China cuts yuan reference rate to lowest since 2011
10 Dec 2015
China has cut the yuan's reference rate to its weakest since 2011, fuelling speculation that the central bank is trying to release pent-up depreciation pressure before an expected increase in US interest rates.
There are signs that the People's Bank of China has started guiding the yuan lower before the Federal Reserve acts next week, according to Bloomberg Intelligence economists Tom Orlik and Fielding Chen.
The authorities are conducting a ''stress test'' in the currency market before the Fed moves, Zhou Hao, a Singapore-based senior economist at Commerzbank AG, said in an interview on Tuesday.
The PBOC reduced the yuan's fixing, which limits onshore moves to 2 per cent on either side, by 0.1 per cent to 6.4140 a dollar, the weakest since August 2011. The spot rate dropped 0.17 per cent to close at 6.4280 in Shanghai, taking its decline to 0.5 per cent since the International Monetary Fund decided to admit the currency into the Special Drawing Rights basket. The yuan closed at a four-year low on Wednesday.
''We are moving to the next phase after the SDR inclusion as they are gradually stepping back and allowing a gradual depreciation,'' Eddie Cheung, a Hong Kong-based currency strategist at Standard Chartered Plc, told Bloomberg. ''The yuan is becoming more sensitive to the dollar and market forces."
A Bloomberg gauge of emerging-market currencies dropped to a record low on Tuesday on concern a Fed rate increase will spur capital outflows. Traders place an 80 per cent probability that the Federal Reserve will raise rates next week for the first time since June 2006.
A further weakening of the yuan's reference rate beyond 6.4085 a dollar could quickly lead to herd mentality and catalyse expectations for more depreciation, Jason Daw, Singapore-based head of Asian foreign-exchange strategy at Societe Generale SA, wrote in a note on Tuesday.
China surprised global markets on 11 August by cutting the yuan's reference rate by 1.86 per cent, which sent the currency into its steepest tumble in two decades and prompted the central bank to sell dollars to support its exchange rates at home and abroad. The PBOC also revamped its fixing mechanism, saying it was giving market forces greater sway.
The offshore yuan traded in Hong Kong's free market slipped 0.04 per cent to 6.4972 a dollar as of 4:43 pm Wednesday local time. That takes a three-day loss to 0.8 per cent, the most since August. The currency's 12-month non-deliverable forwards fell 0.03 per cent to 6.6980.
''We suspect that the PBOC has either refrained or reduced their intervention activities in the currency market,'' Roy Teo, a senior foreign-exchange strategist at ABN Amro Bank NV in Singapore, wrote in a note on Wednesday. ''We do not think that there is a change in the central bank's exchange rate policy. We expect the divergence between the offshore and onshore yuan to narrow in the coming weeks."
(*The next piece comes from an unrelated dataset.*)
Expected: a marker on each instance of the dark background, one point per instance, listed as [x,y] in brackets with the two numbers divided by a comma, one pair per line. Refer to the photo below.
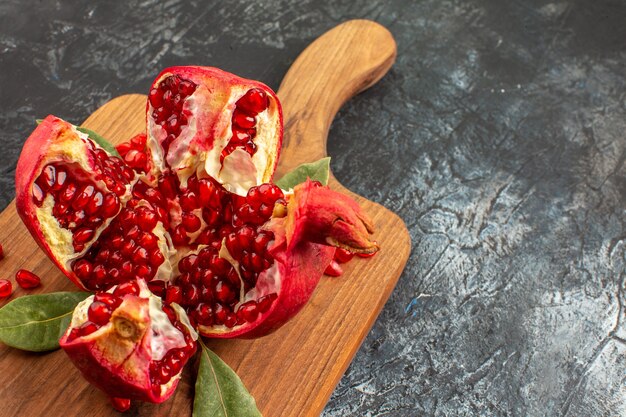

China's exports shrank 6.8 per cent in November in dollar terms from a year earlier, the customs administration said on Tuesday. That compares with the median forecast of a 5 per cent decline in a survey of economists. Imports fell for a record 13th straight month, leaving a trade surplus of $54.1 billion. Foreign-exchange reserves declined $87 billion, more than double the estimated $33 billion drop, as the PBOC sold dollars to prop up the yuan before the IMF's 30 November decision.